レッドキャップが去った後、喜伊さんと食卓を囲む。

いつも以上に静かな食卓。

箸が皿を叩く音しか聞こえない。

未だ胸の奥に蠢く仄暗い感情。

それがご飯を飲み込むことを阻むように、箸が進むのが遅い。


「お口に合いませんでしたか?」

不安そうな喜伊さんの声。

その言葉に首を振る。


「色々あって、なんだか……」

せっかく作ってくれた料理に申し訳なくて。


「ご無理はなさらないでくださいね」

その言葉にうなずく。




「喜伊さん」

食器を洗い終えた喜伊さんに声をかける。

「私に何かできることはない?」

手持ち無沙汰が辛くて、喜伊さんに問いかける。


「そう、ですね」

濡れた手をタオルで拭きながら喜伊さんは少し考えるように視線を彷徨わせる。

「もし、よろしければ私の武器の手入れをご覧になられますか? どのような武器を装備しているのか、知っておく方がいいかなと思いまして」

その言葉に私は頷いた。



「これがシェフナイフ、ボーニングナイフ、ペティナイフ───」

懐から包丁を取り出しながら、一つ一つ名前を言っていく。

タオルの敷かれた食卓の上に包丁が何本も、きれいに並べられた。


「本来であれば、お嬢様がお休みになった後に手入れをしております」

気恥ずかしそうに、でもどこか誇らしげに喜伊さんは包丁を見つめる。


「こんなに種類があったんだね。どういう時に使うの?」

そんな喜伊さんの表情が珍しく、興味が沸いた。


一番大きな包丁───シェフナイフを喜伊さんが持ち上げる。

「これは私が一番よく使う武器です。何度もこれには助けられてきましたね」

片目を閉じ、根元から刃先に向けて見ている。

不思議そうに見ている私を見て、少しはにかむ。


「歪みがないか、刃こぼれをしていないか見ているのです。
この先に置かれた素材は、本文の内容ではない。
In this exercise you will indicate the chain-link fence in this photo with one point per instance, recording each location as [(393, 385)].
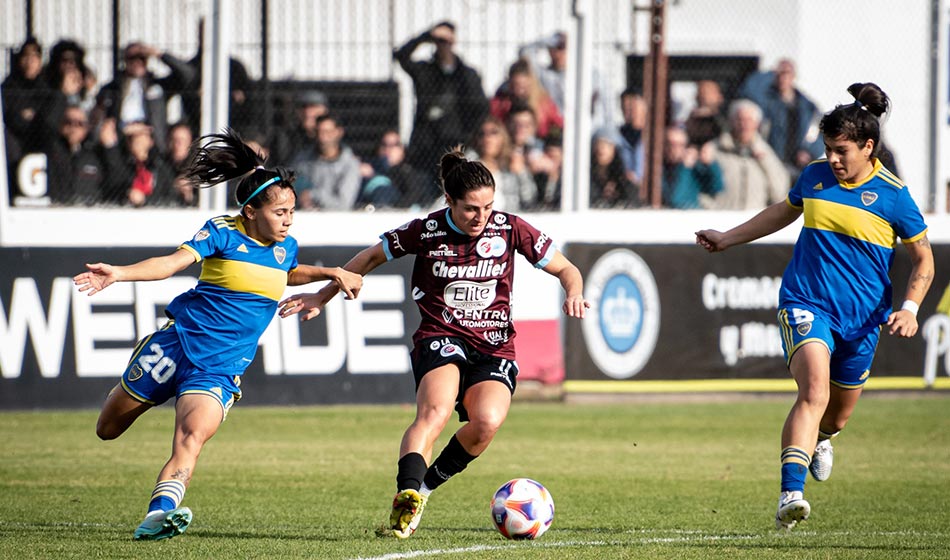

手入れを怠ると切れ味や破損につながり、すなわち死に直結いたします」

「見てみますか?」 と包丁を差し出される。


私が鹿を殺そうと持った包丁が、あの時と同じように私に差し出される。

その時の感情が少し蘇り、少し震える両手で受け取った。


普段見ている包丁なのに、手に持つとズシリと重い。

あの時はまじまじと見ることがなかった。

刃から持ち手まで金属拵えの包丁。

持ち手の部分には握りやすいように溝が彫られている。

同じように見てみるが、歪みも刃こぼれも何も分からない。

ただ、鋭く、食材だけを切るものではないと感じる。


シェフナイフを見ている私を横目に、喜伊さんは少し小ぶりなボーニングナイフを手に取り、同じように歪みや刃こぼれがないかを見る。


「こちらは短く細い分、取り回しが良いのです」

「面白い形でしょう?」と言いながら同じように私に差し出される。


手に持ったシェフナイフを置き、受け取る。

「隙間に差し込むのにも適していて、戦闘以外にも役に立つことが多いのですよ」

シェフナイフに比べると少し短く、よく見る包丁と同じ大きさだが、刃先が少し沿っていて小さな刀のように感じる。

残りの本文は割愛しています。